The threats don’t just come from us; from the measures we use. Often they come from the patient’s nearest and dearest. “If you don’t admit yourself to hospital, if you don’t take your medication now, we’ll stop taking care of you.” Sometimes, these really are the toughest threats. They are already alone and they’re going to lose those who mean the most to them.
Regarding other authorities, participants described for instance that social services may demand that the patient undergoes a certain treatment in order to get financial support. This is in line with reports from the US and the UK of leverage from the social welfare and other systems [14, 15].
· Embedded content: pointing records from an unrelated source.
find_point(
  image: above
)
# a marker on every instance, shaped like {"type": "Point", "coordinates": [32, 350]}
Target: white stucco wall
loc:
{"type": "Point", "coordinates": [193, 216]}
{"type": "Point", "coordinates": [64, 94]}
Discussion and conclusions
Use of coercion implies ethical challenges and may cause moral distress and uncomfortable feelings among mental health care professionals [5, 9]. It is usually regarded as exercised on different levels on a continuum of coercion  or a hierarchy . Our study indicates that in practice informal coercion may be used in a variety of ways, including but not exclusively limited to the treatment pressures in the commonly-used hierarchy, and not always starting with the least coercive step and if necessary moving on to the next. There seems to be a variety of more complex patterns of different combinations of pressures.
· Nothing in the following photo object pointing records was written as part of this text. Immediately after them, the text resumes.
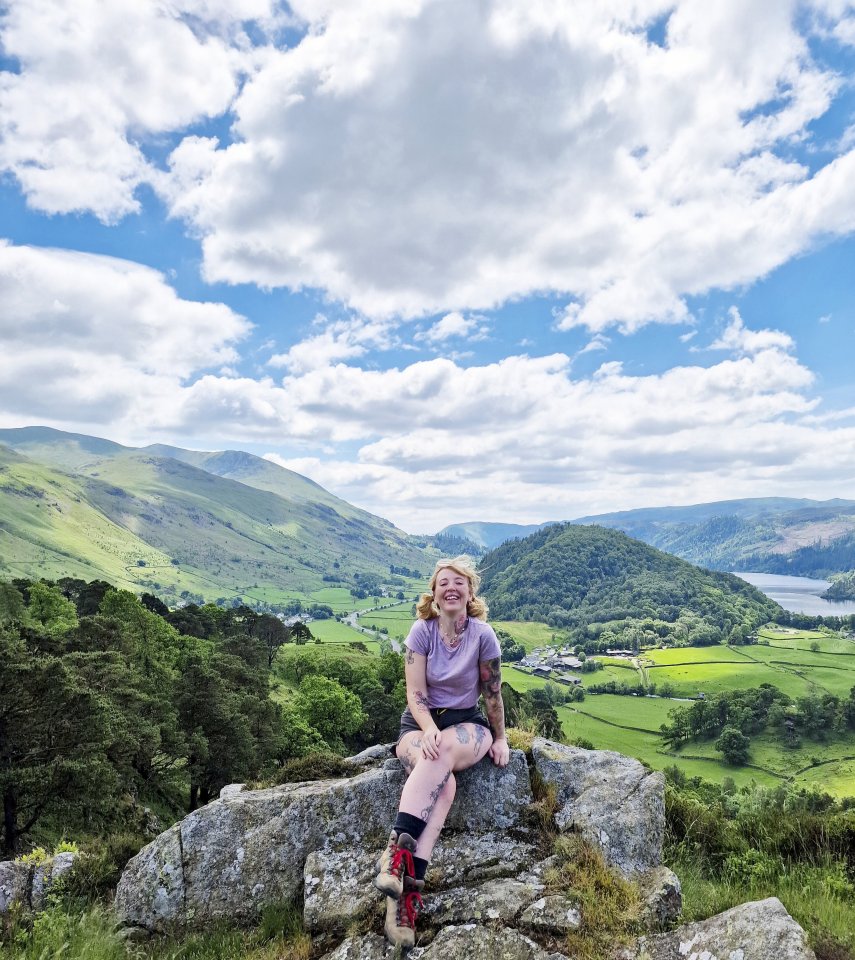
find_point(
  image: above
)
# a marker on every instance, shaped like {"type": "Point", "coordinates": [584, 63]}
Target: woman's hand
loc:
{"type": "Point", "coordinates": [500, 752]}
{"type": "Point", "coordinates": [431, 740]}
Apart from persuasion, interpersonal leverage, inducements and threats participants reported occasional use of cheating in order to get a patient to get medication. Trickery and cheating can be regarded as forms of influence strategies or covert coercion approaches. Shaw and Elger state the creation of new cognitive biases as an unacceptable form of persuasion, given the lack of transparency . Interpersonal leverage and inducements could, according to some participants, turn into blackmail. Cheating and blackmail may be considered morally questionable and possibly contributing to moral distress among professionals. Other forms of informal coercion that we found, using a disciplinary style and referring to rules and routines, may be considered as belonging to the milder forms of coercion but may nevertheless impose infringements on patient autonomy. Informal coercion may also come from other stakeholders.
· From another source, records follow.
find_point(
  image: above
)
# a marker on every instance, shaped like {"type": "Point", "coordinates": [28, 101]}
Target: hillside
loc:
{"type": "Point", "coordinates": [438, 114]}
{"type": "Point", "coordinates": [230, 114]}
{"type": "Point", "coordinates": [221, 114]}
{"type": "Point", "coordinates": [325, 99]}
Another perspective is what the patients perceive as coercion. Many previous studies have shown that not only formally coerced patients but also patients in voluntary treatment may feel coerced (see for example ). This implies that different forms of informal coercion may or may not be perceived as coercion by patients.
Use of informal coercion may lead to the patient accepting treatment, so that the legal status of the patient is voluntary. If the patient does not accept treatment after applying one or more forms of informal coercion it will lead to the use of formal legal coercion (compulsion) in order to implement the treatment that is regarded as necessary. Informal coercion, mainly using a disciplinary style and referring to rules and routines, seems however not only to be used for treatment purpose but also to get the patient to behave in a socially acceptable manner. It has been found that for instance compulsory hygiene measures and different kinds of social activities may be perceived as coercion by patients .
Whether there is a hierarchy of pressures that is sequentially used by mental health professionals before formal legal coercion is applied has been suggested as an important research question . Our results indicate that informal coercion includes forms that are not obviously arranged in a hierarchy, and that its use is more complex with a variety of pathways between different forms before treatment is accepted by the patient or compulsion is imposed. The use of informal coercion needs to be further explored in future research, but there is already an evident need for more debate, reflections and guidance regarding its use in mental health care .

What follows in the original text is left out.